Install the 5G core network environment

We will deploy the Free5GC core network using Docker Compose. Docker Compose simplifies the configuration and networking between containers.

Step 1: Install mongodb on host:

The first step consists in installing MongoDB, you can follow the documentation to do so.

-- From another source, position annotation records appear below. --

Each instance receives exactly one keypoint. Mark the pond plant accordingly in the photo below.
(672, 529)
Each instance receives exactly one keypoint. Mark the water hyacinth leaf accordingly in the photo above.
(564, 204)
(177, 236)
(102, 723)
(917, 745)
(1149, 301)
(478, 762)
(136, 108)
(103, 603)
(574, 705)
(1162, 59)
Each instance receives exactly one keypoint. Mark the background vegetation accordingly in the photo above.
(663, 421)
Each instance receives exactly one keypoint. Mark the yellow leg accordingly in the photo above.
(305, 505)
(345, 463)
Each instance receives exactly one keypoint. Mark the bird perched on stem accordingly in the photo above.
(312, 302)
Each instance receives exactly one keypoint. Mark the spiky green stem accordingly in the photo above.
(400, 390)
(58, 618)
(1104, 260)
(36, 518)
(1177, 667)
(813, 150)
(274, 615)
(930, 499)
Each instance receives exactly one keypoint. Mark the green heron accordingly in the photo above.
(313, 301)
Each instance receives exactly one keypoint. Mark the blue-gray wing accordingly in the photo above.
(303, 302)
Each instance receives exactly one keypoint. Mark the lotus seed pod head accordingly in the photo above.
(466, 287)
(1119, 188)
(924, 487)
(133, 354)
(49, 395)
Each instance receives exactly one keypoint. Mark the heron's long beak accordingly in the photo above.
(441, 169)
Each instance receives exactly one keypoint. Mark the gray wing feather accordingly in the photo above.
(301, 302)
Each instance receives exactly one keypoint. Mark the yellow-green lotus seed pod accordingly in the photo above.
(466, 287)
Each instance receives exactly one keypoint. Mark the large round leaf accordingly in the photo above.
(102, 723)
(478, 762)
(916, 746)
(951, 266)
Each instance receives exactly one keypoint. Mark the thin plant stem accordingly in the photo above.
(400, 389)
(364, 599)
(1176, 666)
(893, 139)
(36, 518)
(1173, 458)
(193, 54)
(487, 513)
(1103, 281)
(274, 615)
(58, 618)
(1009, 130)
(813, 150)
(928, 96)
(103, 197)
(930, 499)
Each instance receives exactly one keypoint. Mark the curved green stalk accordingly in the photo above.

Installing MongodB dependencies:

sudo apt-get install gnupg curl
curl -fsSL https://www.mongodb.org/static/pgp/server-7.0.asc | \
sudo gpg -o /usr/share/keyrings/mongodb-server-7.0.gpg \
--dearmor


echo "deb [ arch=amd64,arm64 signed-by=/usr/share/keyrings/mongodb-server-7.0.gpg ] https://repo.mongodb.org/apt/ubuntu jammy/mongodb-org/7.0 multiverse" | sudo tee /etc/apt/sources.list.d/mongodb-org-7.0.list

sudo apt-get update
sudo apt-get install -y mongodb-org
sudo systemctl start mongod
sudo systemctl status mongod

Step 2: Set up Free5gc

Build docker images from local sources

git clone https://github.com/free5gc/free5gc-compose.git
cd free5gc-compose/base
git clone --recursive -j `nproc` https://github.com/free5gc/free5gc.git
cd ..
sudo make all
DOCKER_BUILDKIT=0 docker-compose -f docker-compose-build.yaml build

In case the sudo make all command fails, modify the Dockerfile by adding environement variables at the beginning: ENV GOPROXY=direct ENV GOSUMDB=off ENV GONOSUMDB=*

Run free5gc

DOCKER_BUILDKIT=0 docker-compose -f docker-compose-build.yaml up -d

You can now see the containers running:

docker ps

Step 3: Explore with Free5gc

Understand the behavior of the functions

Choose one component among this list:

AMF (Access and Mobility Management Function): Manages user registration, authentication, and mobility in the 5G core.
SMF (Session Management Function): Handles PDU session establishment, modification, and release, and manages IP address allocation.
UDM (Unified Data Management): Stores and manages subscriber data and handles authentication credentials.
PCF (Policy Control Function): Provides policy rules for quality of service (QoS) and charging based on network and subscriber context.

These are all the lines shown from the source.